Nothing snowballs out of control quite like countries beating their chests about national honor. One country’s leader forgets to flush the toilet while visiting the palace of another country’s leader and, within minutes, thousands of young men are being machine-gunned in a part of the world no one would go to on purpose.
Global conflicts always seem to start out small and rapidly engulf the entire planet — except for Switzerland — in blood.
What’s most worrisome to me isn’t that there will be another war — because there always is — but rather that the U.S. will once again force young people to fight in it by drafting them into the school of murderously hard knocks and explosions.
Short of “I’m pregnant,” the scariest phrase for a young high school senior boy to hear in my day was “the draft.” When I finally got my draft number (15), I responded the way most did at the time: “Bullsh--! I’m going to Canada.”
The Old Man — who was in the Army at the time — told me I was staying put. If I was called up, I would go and do my best not to embarrass him or America — in that order.
Me • “What if I get killed?”
Him • “Then you’ll be dead. And that will hurt your mother and me more than it hurt you.”
I wasn’t even high and that actually made a certain amount of sense. But I still didn’t want to go. I had plans for my life, most of them bad or of no account, some of them even illegal, which makes what happened next OK.

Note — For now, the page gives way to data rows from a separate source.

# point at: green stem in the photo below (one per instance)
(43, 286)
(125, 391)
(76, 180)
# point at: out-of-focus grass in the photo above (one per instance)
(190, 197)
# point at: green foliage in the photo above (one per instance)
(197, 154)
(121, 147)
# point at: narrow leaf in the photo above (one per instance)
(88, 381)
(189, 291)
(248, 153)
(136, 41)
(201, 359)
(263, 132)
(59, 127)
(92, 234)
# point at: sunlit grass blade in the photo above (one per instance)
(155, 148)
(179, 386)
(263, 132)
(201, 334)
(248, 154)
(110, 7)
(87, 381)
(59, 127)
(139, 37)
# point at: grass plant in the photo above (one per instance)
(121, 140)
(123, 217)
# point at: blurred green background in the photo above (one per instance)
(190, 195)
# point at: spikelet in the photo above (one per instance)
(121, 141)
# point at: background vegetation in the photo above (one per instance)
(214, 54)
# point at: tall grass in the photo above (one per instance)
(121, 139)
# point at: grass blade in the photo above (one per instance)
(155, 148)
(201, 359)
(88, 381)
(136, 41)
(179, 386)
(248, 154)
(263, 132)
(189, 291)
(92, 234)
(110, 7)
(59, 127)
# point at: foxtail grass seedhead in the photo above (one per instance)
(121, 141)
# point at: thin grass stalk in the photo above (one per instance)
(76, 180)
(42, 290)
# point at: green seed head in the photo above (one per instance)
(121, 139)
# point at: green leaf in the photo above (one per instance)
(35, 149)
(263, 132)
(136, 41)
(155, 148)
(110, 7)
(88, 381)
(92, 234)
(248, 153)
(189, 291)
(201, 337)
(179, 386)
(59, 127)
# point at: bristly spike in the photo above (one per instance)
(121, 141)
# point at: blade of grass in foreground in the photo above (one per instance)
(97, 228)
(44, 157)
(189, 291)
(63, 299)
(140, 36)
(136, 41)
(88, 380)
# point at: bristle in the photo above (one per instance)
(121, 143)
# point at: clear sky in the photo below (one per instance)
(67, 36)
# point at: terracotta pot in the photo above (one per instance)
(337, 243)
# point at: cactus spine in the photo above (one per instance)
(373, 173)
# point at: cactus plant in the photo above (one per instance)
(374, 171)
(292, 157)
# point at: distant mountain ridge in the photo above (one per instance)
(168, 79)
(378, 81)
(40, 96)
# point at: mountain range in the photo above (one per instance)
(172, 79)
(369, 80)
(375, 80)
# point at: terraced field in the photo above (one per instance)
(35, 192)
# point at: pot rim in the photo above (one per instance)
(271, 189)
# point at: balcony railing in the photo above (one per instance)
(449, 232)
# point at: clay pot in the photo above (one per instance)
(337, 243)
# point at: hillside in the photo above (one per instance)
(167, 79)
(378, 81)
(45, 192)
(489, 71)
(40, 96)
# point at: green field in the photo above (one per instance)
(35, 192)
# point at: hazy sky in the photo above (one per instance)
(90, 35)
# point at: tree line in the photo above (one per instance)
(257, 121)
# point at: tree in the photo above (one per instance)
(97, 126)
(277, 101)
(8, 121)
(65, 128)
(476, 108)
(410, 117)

My number came up and I went. The luck of fools was with me. I went straight into the reserves and got out before the next war, Desert Storm. And if I’m being honest, military regimen did me some good.
That doesn’t make the idea of a military draft — unlikely as it is — OK today. Dragging me off against my will is one thing. Taking my grandsons is another.
I don’t want them being press-ganged into a war started by political thugs who should be forced to sort out their “national honor” inside a dark room filled with baseball bats.
What’s even scarier to me is that the military might come after my granddaughters. In this day of political correctness to the point of stupidity, that seems likely to come up.
If my granddaughters want to serve, that’s fine. Judging from the way they drive, they could easily fly a drone missile into the bottom of a terrorist.
Meh. I wouldn’t worry. America has the capacity to learn from its past mistakes. It doesn’t always but maybe it has about the draft.
Dragging me into it should have taught this country something. Idiots may start wars, but only smart people should be allowed to fight them.